Session: Manifold optimization with special metrics
Chair: Max Pfeffer
Cluster: Optimization on Manifolds
Talk 1: Riemannian optimization methods for ground state computations of multicomponent Bose-Einstein condensates
Speaker: Tatjana Stykel
Abstract: In this talk, we address the computation of ground states of multicomponent Bose-Einstein condensates by solving the underlying energy minimization problem on the infinite-dimensional generalized oblique manifold. First, we discuss the existence and uniqueness of a ground state with non-negative components and its connection to the coupled Gross-Pitaevskii eigenvector problem. Then, we study the Riemannian structure of the generalized oblique manifold by introducing several Riemannian metrics and computing important geometric tools such as orthogonal projections and Riemannian gradients. This allows us to develop the Riemannian gradient descent methods based on different metrics. Exploiting first- and second-order information of the energy functional for the construction of appropriate metrics makes it possible to incorporate preconditioning into Riemannian optimization, which significantly improves the performance of the optimization schemes. A collection of numerical experiments demonstrates the computational efficiency of the proposed methods. (Joint work with R. Altmann, M. Hermann, and D. Peterseim)

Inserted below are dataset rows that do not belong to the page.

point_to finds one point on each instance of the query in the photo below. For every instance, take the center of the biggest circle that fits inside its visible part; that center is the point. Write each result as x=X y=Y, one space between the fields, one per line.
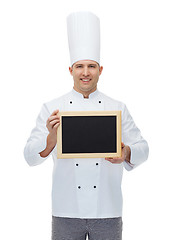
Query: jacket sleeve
x=38 y=139
x=131 y=136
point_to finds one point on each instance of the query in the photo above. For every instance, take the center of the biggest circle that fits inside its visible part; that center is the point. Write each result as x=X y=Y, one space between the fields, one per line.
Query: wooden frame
x=117 y=114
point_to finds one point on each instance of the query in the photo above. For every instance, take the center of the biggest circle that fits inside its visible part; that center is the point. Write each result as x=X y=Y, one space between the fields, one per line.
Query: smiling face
x=85 y=75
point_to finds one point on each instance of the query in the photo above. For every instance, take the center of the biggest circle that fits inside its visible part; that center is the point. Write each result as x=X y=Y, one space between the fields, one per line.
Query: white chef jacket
x=86 y=187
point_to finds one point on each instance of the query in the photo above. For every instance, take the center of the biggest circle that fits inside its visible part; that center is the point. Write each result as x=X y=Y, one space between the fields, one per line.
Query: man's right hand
x=52 y=124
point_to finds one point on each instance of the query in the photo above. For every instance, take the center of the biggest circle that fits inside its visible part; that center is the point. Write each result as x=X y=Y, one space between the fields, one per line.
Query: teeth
x=85 y=80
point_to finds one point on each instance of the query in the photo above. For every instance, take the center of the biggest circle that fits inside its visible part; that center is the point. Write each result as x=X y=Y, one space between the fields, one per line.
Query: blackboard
x=89 y=134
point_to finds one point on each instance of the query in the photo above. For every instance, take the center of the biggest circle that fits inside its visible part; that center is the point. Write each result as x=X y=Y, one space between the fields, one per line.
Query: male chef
x=86 y=192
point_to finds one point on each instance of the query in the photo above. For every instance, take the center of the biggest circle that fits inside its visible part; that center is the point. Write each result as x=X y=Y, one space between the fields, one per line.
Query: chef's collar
x=80 y=95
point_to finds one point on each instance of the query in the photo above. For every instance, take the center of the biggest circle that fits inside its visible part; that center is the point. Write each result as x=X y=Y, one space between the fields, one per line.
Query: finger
x=122 y=145
x=56 y=125
x=55 y=112
x=53 y=118
x=53 y=122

Talk 2: Approximating maps into manifolds with multiple tangent spaces
Speaker: Hang Wang
Abstract: A manifold-valued function takes values from a Euclidean domain into a manifold. Approximating a manifold-valued function from input-output samples consists of modeling the relationship between an output on a Riemannian manifold and the Euclidean input vector. In this talk, I will present algorithms for building a surrogate model to approximate either a known or an unknown manifold-valued function. The proposed methods are based on pullbacks to multiple tangent spaces and the Riemannian center of mass, hereby relying on Riemannian optimization algorithms. The effectiveness of this scheme will be illustrated with numerical experiments for a few model problems.
Talk 3: The injectivity radii of the Stiefel manifold under a one-parameter family of deformation metrics
Speaker: Ralf Zimmermann
Abstract: The injectivity radius of a manifold is an important quantity, both from a theoretical point of view and in terms of numerical applications. It is the largest possible radius within which all geodesics are unique and length-minimizing. In consequence, it is the largest possible radius within which calculations in Riemannian normal coordinates are well-defined. A matrix manifold that arises frequently in a wide range of practical applications is the compact Stiefel manifold of orthogonal p-frames in the Euclidean n-space. Its geometry may be considered under a one-parameter family of deformation metrics. We observe that the associated geodesics are space curves of constant Frenet curvatures. In combination with tight sectional curvature bounds, this allows us to determine the injectivity radius of the Stiefel manifold for a large subset of the one-parameter family of metrics that includes the Euclidean metric.